ReferenceUSA for business data

Sunday, November 30th, 2008

Sorry that November has been another crummy month for posts. Here’s one that I’ve been meaning to write for quite awhile.


While there is a lot of free GIS data out there, one of the black holes is business data. Specifically, if you want to plot all of the businesses in one industry or all of the branches or locations of one company, where do you get the data? I’ve found that, if you need a comprehensive resource, this is one of those datasets that you have to pay for.


At our library we subscribe to a great business directory called ReferenceUSA, which is produced by company called InfoUSA. Their directories of American and Canadian businesses are extremely comprehensive and cover every business large an small. They also have an international directory that has mid-size to large businesses. You can generate lists of businesses using several criteria and filters.


Search using NAICS and ZIP CodeFor places, you can specify the entire country, states, counties, places, or ZIP codes. You can get generate lists based on company names, keywords, or NAICS codes to grab all of the businesses in one industry. Once you have your list, you can click on each individual business to get a detailed profile. For GIS purposes, you’ll want to use the download option. Depending on your subscription, you’ll be able to download only a certain number of records at a time (we can get 25 records per download). Just download as a csv file, save, open in a spreadsheet, then start downloading subsequent batches and start copying and pasting records in a master file.

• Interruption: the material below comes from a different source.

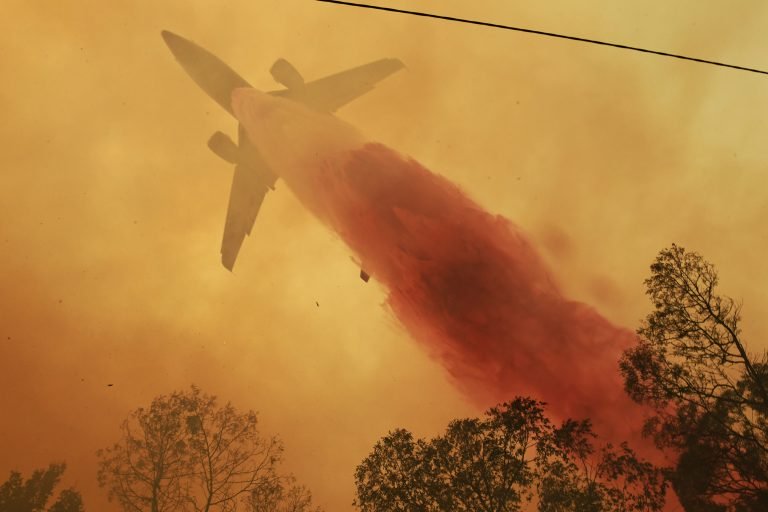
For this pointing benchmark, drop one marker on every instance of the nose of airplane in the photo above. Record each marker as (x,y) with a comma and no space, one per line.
(172,40)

Coffee shops in midtown - download to get all the dataWhen you go to download, you’ll be prompted to choose basic, detailed, or custom. Basic isn’t going to cut it, as it’s missing the key fields – latitude and longitude coordinates. Choose the detailed option to get all of the fields. The custom option has some bugs – you’ll get lat and long without decimal places and some of the data for fields will be missing. Once you have all of the detailed records, you can delete a lot of the unecessary fields. You’ll want to, as many of the field headings are not database friendly – many are long and contain spaces, which will cause problems when you go to import the table into GIS. So be sure to delete any that you don’t need and fix the ones you do need.


Once you have your table ready, add it to your favorite GIS program. In ArcGIS you can use the Add XY Table feature to plot the points and turn them into a shapefile. Remember to specify the X coordinate as your longitude field and the Y coordinate as latitude, and define your geographic coordinate system as WGS 84. Once you plot them, right click on the feature in the Table of Contents and export them out as a shapefile so you have a permanent layer (see my previous XY post for more details). You can map the businesses as regular old points, or make some graduated symbols based on some of the attributes, like sales or total employees (ReferenceUSA doesn’t provide the exact data, but identifies a range, i.e. 1 to 10 employees, 11 to 25, etc).


Most of the open source alternatives also have a tool or plugin that allow you to plot XY data. Of course, the data does include address fields if you wanted to geocode your points rather than plot XY (but plotting XY is a million times easier and doesn’t require downloading huge street network files).


The good news here is that if you’re not affiliated with a university, you can probably get access to this db from a large public library, as many will have a subscription to a business directory as a matter of course. If they don’t have RefUSA they may have an alternative like the D and B Million Dollar Database. It’s another business directory that allows you to download XY data for businesses, but it is not nearly as comprehensive.